Breast Reconstruction Surgery

Women who have undergone surgery for breast cancer have many options for breast reconstruction. The best option for you depends on your personal medical history and preferences. Our team will coordinate your surgical and oncologic plan with the multi-disciplinary breast cancer team.

Reconstruction after Breast Conservation Surgery

Patients who undergo breast conservation surgery (lumpectomy or partial mastectomy) often require radiation therapy. Reconstruction of the breast before radiation therapy provides the best outcomes. Our team coordinates each patient’s personalized surgical plan. Options include rearrangement of breast tissue, reduction in breast size and implant placement.

Reconstruction after Mastectomy

Implant Reconstruction
This type of reconstruction involves placing a saline or silicone implant to recreate the breast. For most patients, this involves placing a temporary implant, or tissue expander, after a mastectomy.

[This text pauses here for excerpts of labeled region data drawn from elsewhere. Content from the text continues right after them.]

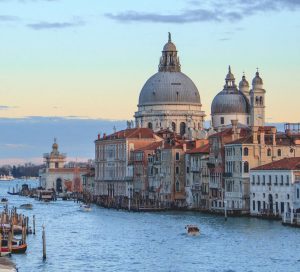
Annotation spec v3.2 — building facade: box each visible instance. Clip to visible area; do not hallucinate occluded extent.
[39,139,87,193]
[211,66,266,131]
[250,157,300,218]
[95,128,161,206]
[134,33,205,138]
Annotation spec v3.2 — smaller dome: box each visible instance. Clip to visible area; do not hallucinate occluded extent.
[163,42,177,51]
[252,71,263,86]
[225,65,235,81]
[239,75,249,89]
[211,90,250,115]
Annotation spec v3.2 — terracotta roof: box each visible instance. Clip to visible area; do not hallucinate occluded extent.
[251,157,300,170]
[96,128,155,141]
[134,141,162,152]
[186,144,209,154]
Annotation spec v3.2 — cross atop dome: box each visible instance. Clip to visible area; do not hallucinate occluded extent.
[158,32,181,72]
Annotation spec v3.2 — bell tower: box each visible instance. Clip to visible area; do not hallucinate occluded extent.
[250,69,266,126]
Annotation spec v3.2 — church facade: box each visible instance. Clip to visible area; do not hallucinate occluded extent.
[134,33,205,138]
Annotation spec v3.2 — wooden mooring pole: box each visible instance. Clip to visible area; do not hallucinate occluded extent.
[42,225,46,260]
[32,215,35,235]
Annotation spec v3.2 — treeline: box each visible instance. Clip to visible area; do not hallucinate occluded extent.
[0,163,44,178]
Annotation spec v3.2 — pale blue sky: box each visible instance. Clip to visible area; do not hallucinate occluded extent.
[0,0,300,163]
[0,0,300,121]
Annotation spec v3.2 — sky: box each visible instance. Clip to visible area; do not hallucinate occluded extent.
[0,0,300,164]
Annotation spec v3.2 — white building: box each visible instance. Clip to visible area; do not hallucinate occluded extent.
[211,66,266,130]
[250,157,300,217]
[134,33,205,138]
[39,139,87,193]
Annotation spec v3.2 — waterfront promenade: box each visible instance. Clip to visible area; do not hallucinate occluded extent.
[0,181,300,272]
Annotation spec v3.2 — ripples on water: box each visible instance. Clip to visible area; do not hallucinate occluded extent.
[0,181,300,272]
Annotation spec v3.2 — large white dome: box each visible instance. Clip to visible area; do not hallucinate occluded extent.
[139,72,201,106]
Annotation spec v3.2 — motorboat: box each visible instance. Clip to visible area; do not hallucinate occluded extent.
[80,204,92,212]
[185,225,200,236]
[20,203,33,210]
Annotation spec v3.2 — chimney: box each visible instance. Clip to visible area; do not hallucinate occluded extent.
[252,126,258,144]
[260,130,265,145]
[271,127,277,146]
[182,143,186,152]
[231,120,238,141]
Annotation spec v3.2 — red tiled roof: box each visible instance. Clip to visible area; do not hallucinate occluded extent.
[134,141,162,152]
[251,157,300,170]
[186,144,209,154]
[97,128,155,140]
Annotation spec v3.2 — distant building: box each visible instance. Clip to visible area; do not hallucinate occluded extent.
[95,128,161,206]
[224,126,300,213]
[39,139,87,193]
[250,157,300,217]
[185,140,210,210]
[134,33,205,138]
[211,66,266,131]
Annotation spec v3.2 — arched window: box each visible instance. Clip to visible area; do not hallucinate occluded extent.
[180,122,186,136]
[172,122,176,132]
[259,96,264,105]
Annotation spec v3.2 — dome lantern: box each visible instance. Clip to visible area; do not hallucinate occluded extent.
[252,68,263,88]
[158,32,181,72]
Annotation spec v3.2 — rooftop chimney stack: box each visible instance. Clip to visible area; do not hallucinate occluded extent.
[271,127,277,146]
[252,126,258,144]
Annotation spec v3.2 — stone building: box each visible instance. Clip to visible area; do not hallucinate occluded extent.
[134,33,205,138]
[250,157,300,217]
[39,139,87,193]
[211,66,266,131]
[95,128,161,206]
[225,126,300,213]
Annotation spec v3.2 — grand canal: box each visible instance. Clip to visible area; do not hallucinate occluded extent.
[0,181,300,272]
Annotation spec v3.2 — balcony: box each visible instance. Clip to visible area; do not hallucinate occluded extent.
[223,172,232,178]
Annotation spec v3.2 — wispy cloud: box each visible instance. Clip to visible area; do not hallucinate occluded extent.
[27,19,85,30]
[0,15,20,22]
[105,0,300,24]
[0,105,16,110]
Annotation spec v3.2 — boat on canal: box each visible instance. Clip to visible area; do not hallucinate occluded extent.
[1,238,27,254]
[185,225,200,236]
[80,204,92,212]
[20,203,33,210]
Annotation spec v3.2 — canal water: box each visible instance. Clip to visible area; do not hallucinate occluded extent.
[0,181,300,272]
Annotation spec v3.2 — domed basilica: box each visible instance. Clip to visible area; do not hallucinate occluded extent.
[134,33,205,137]
[134,33,266,138]
[211,66,266,130]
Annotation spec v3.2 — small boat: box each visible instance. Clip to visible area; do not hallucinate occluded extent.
[80,204,92,212]
[0,247,11,257]
[185,225,200,236]
[1,239,27,254]
[20,203,33,210]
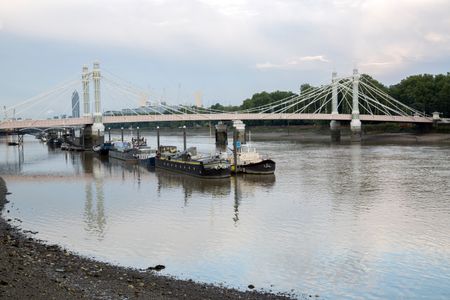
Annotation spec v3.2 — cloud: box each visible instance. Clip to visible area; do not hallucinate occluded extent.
[256,55,330,70]
[0,0,450,79]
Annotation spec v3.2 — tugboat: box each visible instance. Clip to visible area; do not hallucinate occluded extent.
[155,146,231,179]
[228,145,275,175]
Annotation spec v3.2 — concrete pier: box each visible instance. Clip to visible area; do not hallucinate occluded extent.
[233,120,246,144]
[214,121,228,146]
[330,72,341,142]
[350,69,361,142]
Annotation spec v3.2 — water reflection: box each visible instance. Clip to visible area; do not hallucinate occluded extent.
[84,178,106,240]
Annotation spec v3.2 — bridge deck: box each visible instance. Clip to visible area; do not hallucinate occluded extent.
[0,113,433,129]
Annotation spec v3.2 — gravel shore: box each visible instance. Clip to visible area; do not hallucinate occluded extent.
[0,177,296,299]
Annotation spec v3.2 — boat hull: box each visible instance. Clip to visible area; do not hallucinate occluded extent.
[108,150,138,163]
[155,157,231,179]
[233,159,275,175]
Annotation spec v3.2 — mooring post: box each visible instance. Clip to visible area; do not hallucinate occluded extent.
[136,126,139,145]
[156,126,159,151]
[183,125,186,151]
[233,127,238,174]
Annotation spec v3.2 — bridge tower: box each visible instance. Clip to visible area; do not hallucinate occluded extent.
[330,72,341,142]
[92,62,105,144]
[350,69,361,141]
[81,65,90,117]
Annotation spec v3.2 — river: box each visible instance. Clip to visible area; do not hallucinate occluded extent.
[0,135,450,299]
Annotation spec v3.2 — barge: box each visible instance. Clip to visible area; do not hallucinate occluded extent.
[155,146,231,179]
[229,146,276,175]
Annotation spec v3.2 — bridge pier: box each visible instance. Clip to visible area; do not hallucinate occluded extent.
[350,69,361,142]
[330,120,341,143]
[92,62,105,145]
[214,121,228,146]
[330,72,341,142]
[233,120,246,144]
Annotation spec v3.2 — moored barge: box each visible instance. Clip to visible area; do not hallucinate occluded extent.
[155,146,231,179]
[229,146,276,175]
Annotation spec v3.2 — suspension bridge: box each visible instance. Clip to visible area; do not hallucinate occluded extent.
[0,62,439,144]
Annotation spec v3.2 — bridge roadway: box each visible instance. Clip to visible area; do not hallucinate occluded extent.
[0,113,433,130]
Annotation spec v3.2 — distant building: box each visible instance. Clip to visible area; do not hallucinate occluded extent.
[72,90,80,118]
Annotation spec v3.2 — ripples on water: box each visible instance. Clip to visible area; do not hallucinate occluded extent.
[0,136,450,299]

The tissue expander is placed under the skin and muscles of the chest, and then slowly expanded over a series of office visits. At a second operation, the surgeon removes the expander and replaces it with a permanent implant.

Some patients may have a permanent implant placed during the same operation as the mastectomy. Additional tissue will be used to support the implant. Often, fat transfer (fat grafting after liposuction) is utilized to improve the shape and appearance of the breast reconstruction.

Latissimus Flap
The latissimus dorsi is a large muscle in the back that can be transferred, with skin and subcutaneous fat, to the breast for reconstruction. The blood supply for this muscle travels through the armpit, so the tissue can be brought forward to the breast with blood vessels intact. An implant may also be necessary to fully reconstruct the breast. The scar on the back can be hidden with clothing. Loss of the latissimus muscle does cause some weakness in the shoulder, although it may not interfere with normal daily activities.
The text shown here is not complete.